How Britain fell in love with Italian food
In the last fifty years, Italian food and Italian cooks have totally changed our national diet, not just the food we eat, but our ideas about the value of simplicity, quality ingredients, freshness and local recipes. In their popular 1960s Trattorias, the Italians also completely transformed our experience of dining out, from starched formality to relaxed, informal enjoyment.
But who were those pioneers who brought us this revolution? Alasdair Scott Sutherland’s book The Spaghetti Tree tells the story of the men who, in London’s Soho in the 1960s, launched the Trattoria boom and sparked the transformation of British food and restaurants.
On June 10th 2007, BBC Radio 4 devoted an entire Food Programme to the subject of The Spaghetti Tree; interviewing author Alasdair Scott Sutherland and many of the characters in his book.
The Spaghetti Tree
“A story of triumph, disaster and betrayal.”

Alasdair Scott Sutherland
Alasdair Scott Sutherland fell in love with Italian food at the age of eighteen when he was taken to Mario and Francoís La Trattoria Terrazza in Soho in 1964.

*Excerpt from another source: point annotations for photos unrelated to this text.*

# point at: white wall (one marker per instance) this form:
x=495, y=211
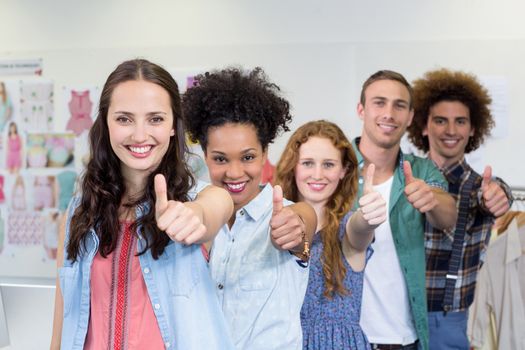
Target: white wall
x=319, y=52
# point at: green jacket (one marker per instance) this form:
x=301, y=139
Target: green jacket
x=408, y=231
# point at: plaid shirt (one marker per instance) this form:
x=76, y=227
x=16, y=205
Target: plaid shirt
x=438, y=243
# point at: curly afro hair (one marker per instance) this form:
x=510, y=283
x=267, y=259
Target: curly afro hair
x=234, y=96
x=446, y=85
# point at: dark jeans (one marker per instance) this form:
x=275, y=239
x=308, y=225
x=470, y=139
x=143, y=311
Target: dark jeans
x=448, y=331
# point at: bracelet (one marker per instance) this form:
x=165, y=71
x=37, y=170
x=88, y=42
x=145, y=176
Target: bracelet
x=305, y=255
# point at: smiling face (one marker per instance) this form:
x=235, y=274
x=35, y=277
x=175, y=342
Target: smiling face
x=319, y=171
x=235, y=160
x=386, y=113
x=140, y=123
x=448, y=129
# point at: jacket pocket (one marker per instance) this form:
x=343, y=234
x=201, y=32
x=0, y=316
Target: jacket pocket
x=68, y=278
x=258, y=274
x=186, y=264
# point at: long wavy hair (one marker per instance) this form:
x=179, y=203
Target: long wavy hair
x=339, y=203
x=102, y=185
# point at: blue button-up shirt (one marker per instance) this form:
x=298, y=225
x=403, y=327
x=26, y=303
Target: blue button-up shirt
x=179, y=287
x=261, y=289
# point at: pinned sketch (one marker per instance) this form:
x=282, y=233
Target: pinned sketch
x=36, y=104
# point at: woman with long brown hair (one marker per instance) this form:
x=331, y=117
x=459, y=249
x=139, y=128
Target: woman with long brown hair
x=131, y=271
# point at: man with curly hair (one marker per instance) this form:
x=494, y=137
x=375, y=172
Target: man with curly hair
x=394, y=300
x=452, y=117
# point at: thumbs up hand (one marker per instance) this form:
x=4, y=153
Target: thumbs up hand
x=287, y=228
x=181, y=222
x=494, y=197
x=419, y=194
x=371, y=204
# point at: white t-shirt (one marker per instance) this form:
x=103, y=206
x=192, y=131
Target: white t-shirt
x=385, y=311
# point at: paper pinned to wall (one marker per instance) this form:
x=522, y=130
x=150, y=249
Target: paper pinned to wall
x=499, y=92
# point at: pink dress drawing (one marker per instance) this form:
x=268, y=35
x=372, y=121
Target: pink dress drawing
x=43, y=192
x=80, y=108
x=14, y=152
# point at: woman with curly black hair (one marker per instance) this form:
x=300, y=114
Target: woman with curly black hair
x=130, y=263
x=260, y=281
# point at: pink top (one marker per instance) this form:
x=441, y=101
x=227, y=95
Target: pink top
x=121, y=315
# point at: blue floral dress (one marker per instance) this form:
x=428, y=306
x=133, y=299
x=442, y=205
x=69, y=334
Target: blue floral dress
x=332, y=323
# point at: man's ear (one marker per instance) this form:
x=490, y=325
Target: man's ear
x=360, y=110
x=411, y=117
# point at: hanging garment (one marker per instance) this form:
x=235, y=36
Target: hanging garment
x=501, y=292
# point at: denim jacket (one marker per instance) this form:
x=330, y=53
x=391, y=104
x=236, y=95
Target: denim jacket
x=179, y=286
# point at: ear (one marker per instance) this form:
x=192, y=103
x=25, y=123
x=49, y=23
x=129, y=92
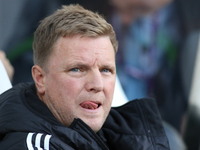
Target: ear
x=38, y=75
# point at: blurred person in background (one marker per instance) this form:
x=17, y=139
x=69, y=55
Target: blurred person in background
x=150, y=38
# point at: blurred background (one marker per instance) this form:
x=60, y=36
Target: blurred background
x=158, y=56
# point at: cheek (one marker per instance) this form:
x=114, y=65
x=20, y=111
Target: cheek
x=109, y=89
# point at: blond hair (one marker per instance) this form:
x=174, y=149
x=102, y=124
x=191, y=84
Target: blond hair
x=70, y=20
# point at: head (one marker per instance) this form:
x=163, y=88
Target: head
x=129, y=10
x=74, y=70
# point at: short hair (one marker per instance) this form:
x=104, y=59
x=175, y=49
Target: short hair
x=69, y=21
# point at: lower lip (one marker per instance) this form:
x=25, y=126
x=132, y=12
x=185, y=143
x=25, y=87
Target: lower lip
x=92, y=110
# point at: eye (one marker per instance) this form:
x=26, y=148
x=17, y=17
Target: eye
x=75, y=70
x=106, y=70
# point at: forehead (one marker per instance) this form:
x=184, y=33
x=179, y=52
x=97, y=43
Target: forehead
x=70, y=48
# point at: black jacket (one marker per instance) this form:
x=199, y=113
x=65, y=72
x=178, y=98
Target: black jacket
x=26, y=123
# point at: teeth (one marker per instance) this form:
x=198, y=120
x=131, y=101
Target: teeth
x=89, y=105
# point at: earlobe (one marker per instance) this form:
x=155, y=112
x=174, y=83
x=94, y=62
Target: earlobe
x=38, y=75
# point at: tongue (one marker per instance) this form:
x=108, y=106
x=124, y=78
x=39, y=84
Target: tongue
x=89, y=105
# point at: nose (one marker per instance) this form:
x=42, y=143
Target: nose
x=94, y=82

Born in Ceylon and educated in England and Italy, he trained in hotels before joining a public relations agency, but quit to become a restaurateur. Smalls Café, which he opened in 1972, was a rock’n’roll revival joint featuring baked beans, champagne and Buddy Holly, while Small’s Restaurant, which opened in Knightsbridge a year later, offered steak and kidney pie, claret and live jazz from the Dudley Moore Trio.
Stifled by Mr Heath’s Three-Day Week, Alasdair sold up, and after six months as chef at his brother’s Old Compton Wine Bar in Soho, he returned to the PR business. In 2001 he was elected President of the International Public Relations Association.
Alasdair and Felicity Sutherland live in West London, and eat in Italian restaurants whenever possible.